Sifter_blog_penguins

Sometimes funny concepts are the best way to explain what otherwise could be very dry (but important!) topics. And as everybody understands the concept of social distancing after the last year, it is ideal to talk about proximity testing. Wait! What?

Proximity testing… Sometimes you want to make sure that certain objects are not too close together. Perhaps because they have to be cut apart after printing and there needs to be enough spacing to do that without damaging the printed content. Or, to stick to our funny concept, to make sure all penguins are at least 1.5 meter or 6 feet apart at all times.

Sifter

In pdfToolbox v11, callas introduced a new preflight technology called “Context aware object detection” or Sifter for close friends. It’s special because it doesn’t just examine individual objects (“Is the resolution of this image high enough”, “Is this black text set to overprint”) but it checks relationships between objects.
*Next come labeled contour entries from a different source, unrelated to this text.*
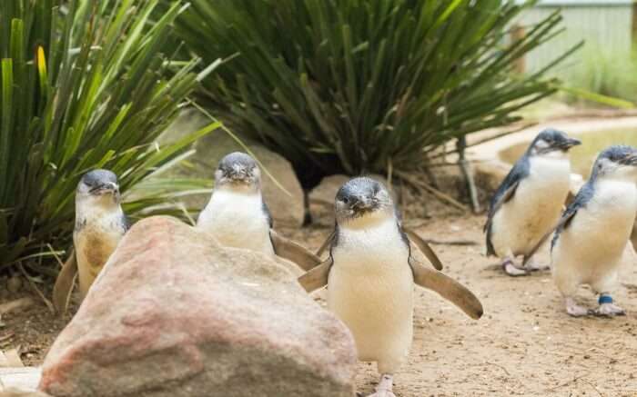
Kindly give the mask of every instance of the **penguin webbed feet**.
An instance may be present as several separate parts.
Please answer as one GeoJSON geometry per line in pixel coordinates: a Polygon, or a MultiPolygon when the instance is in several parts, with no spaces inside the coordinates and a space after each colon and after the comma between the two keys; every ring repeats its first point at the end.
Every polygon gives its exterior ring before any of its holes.
{"type": "Polygon", "coordinates": [[[535,261],[533,261],[532,258],[530,258],[528,260],[525,258],[523,263],[524,264],[522,266],[519,266],[515,264],[515,262],[512,258],[506,257],[502,261],[502,270],[505,273],[509,274],[511,277],[520,277],[530,275],[533,272],[540,272],[551,269],[551,266],[535,263],[535,261]]]}
{"type": "Polygon", "coordinates": [[[566,313],[571,317],[585,317],[594,314],[592,309],[575,303],[572,298],[566,298],[566,313]]]}
{"type": "Polygon", "coordinates": [[[593,314],[599,317],[614,317],[626,315],[626,311],[612,302],[612,297],[607,293],[600,294],[597,301],[600,305],[593,311],[593,314]]]}
{"type": "Polygon", "coordinates": [[[392,392],[393,383],[393,376],[383,373],[379,385],[376,386],[376,392],[369,394],[368,397],[396,397],[396,394],[392,392]]]}
{"type": "Polygon", "coordinates": [[[511,277],[520,277],[531,274],[531,272],[528,270],[516,265],[513,260],[511,258],[505,258],[504,261],[502,261],[502,270],[505,273],[511,277]]]}
{"type": "Polygon", "coordinates": [[[588,309],[575,303],[572,298],[566,298],[566,313],[572,317],[615,317],[626,315],[626,311],[612,303],[610,295],[601,295],[597,309],[588,309]]]}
Because of that, it can answer questions such as: “Is this object hidden by any other objects?” or, “Does this text come too close to the cut line?”. Very powerful and ideal to weed out the majority of false positives (things reported as errors while they’re actually fine) preflight engines tend to find.
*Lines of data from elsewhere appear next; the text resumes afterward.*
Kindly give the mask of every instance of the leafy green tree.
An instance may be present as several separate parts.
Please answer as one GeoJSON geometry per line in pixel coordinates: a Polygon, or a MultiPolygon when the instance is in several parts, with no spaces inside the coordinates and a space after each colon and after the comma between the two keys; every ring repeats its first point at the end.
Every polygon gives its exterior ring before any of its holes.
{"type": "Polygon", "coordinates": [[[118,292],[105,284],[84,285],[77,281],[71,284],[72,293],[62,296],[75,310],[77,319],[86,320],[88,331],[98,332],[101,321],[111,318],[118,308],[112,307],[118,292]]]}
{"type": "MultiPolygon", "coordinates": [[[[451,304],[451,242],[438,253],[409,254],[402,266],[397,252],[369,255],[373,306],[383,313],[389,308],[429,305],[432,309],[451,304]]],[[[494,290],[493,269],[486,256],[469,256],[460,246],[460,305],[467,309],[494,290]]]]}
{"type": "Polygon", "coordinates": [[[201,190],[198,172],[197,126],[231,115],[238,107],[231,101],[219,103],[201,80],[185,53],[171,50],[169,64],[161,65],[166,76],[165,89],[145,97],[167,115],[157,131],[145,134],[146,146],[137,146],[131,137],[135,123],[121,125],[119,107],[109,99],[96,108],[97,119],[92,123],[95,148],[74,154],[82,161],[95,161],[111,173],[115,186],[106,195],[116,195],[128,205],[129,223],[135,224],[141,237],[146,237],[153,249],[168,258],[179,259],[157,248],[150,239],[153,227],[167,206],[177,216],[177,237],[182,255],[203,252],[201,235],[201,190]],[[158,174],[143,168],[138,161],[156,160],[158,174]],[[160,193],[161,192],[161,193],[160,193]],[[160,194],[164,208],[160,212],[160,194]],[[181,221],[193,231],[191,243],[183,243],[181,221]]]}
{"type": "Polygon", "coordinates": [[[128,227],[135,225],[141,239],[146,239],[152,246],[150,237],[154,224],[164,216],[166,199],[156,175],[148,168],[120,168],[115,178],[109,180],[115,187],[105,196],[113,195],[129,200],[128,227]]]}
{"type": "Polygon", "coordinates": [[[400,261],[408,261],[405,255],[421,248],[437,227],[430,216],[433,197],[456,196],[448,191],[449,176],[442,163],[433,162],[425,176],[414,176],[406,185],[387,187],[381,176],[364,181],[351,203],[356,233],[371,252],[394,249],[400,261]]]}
There is one question the Sifter engine could not answer and our penguins are a perfect illustration; the Sifter engine could not tell you whether a penguin came to close to another penguin. Why not? Because it would take too long!


The math behind socially distancing penguins: If you don’t like math, just skip this part, you don’t need it to understand the rest of this article. If math interests you, this is why detecting socially intrusive penguins is difficult…
In our example, we have 6 penguins. If we want to know whether one of them comes too close, we need to look at all of them.
For the first penguin, we need to measure the distance with 5 others. For the second penguin, we need to measure 4 times (we’ve already measured the distance between 1 and 2). 3 times for the third penguin, and so on. You can calculate how many measurements you need for any arbitrary number of penguins. For “n” penguins, the formula is: n * (n – 1) / 2.
This isn’t too bad for small numbers: ten penguins would be 10*9/2 is 45. 20 penguins leads to 20*19/2, or 190 penguins. The problem starts if you don’t know exactly how many objects you may have in your collection. It isn’t impossible for a page to have 500 characters for example and it’s not unheard of to have a couple of thousand vector elements on a page. And yes, computers are fast, but if you have 2000 vector elements you want to test, you will have to test just under 2 million times already. And even using a fast computer, that will take a while.

pdfToolbox 12

In pdfToolbox 12, callas does introduce a proximity test, but there is a precaution built-in…

The condition allows you to incorporate a limit to the number of objects you’re checking. If you have a PDF file that contains 2000 penguins, Sifter will either:

Check the first 100 (the limit set in this example) and then report what it found in those first 100 penguins,
Or decide that its limit has been reached and not test anything at all.

The choice is yours what strategy you want to follow. These seems like harsh actions, but it allows you to use this very useful test without having to be afraid you’re going to get some rogue PDF file that’s going to trick pdfToolbox into doing more measurements than there are stars in the known universe…

And very often you know that all PDF files you’re going to use this check on, should contain a relatively small number of objects you want to test. The distance between cut lines for example is a very useful case, and one where you’re not going to have thousands of objects to check.

Conclusion

Making sure penguins are sufficiently far apart is time-consuming if your collection of penguins grows too big. But in pdfToolbox 12 you can still do it with a Sifter condition, and you have a way to refrain from going overboard on the number of calculations.

Even shorter conclusion: don’t let your collection of penguins get out of control!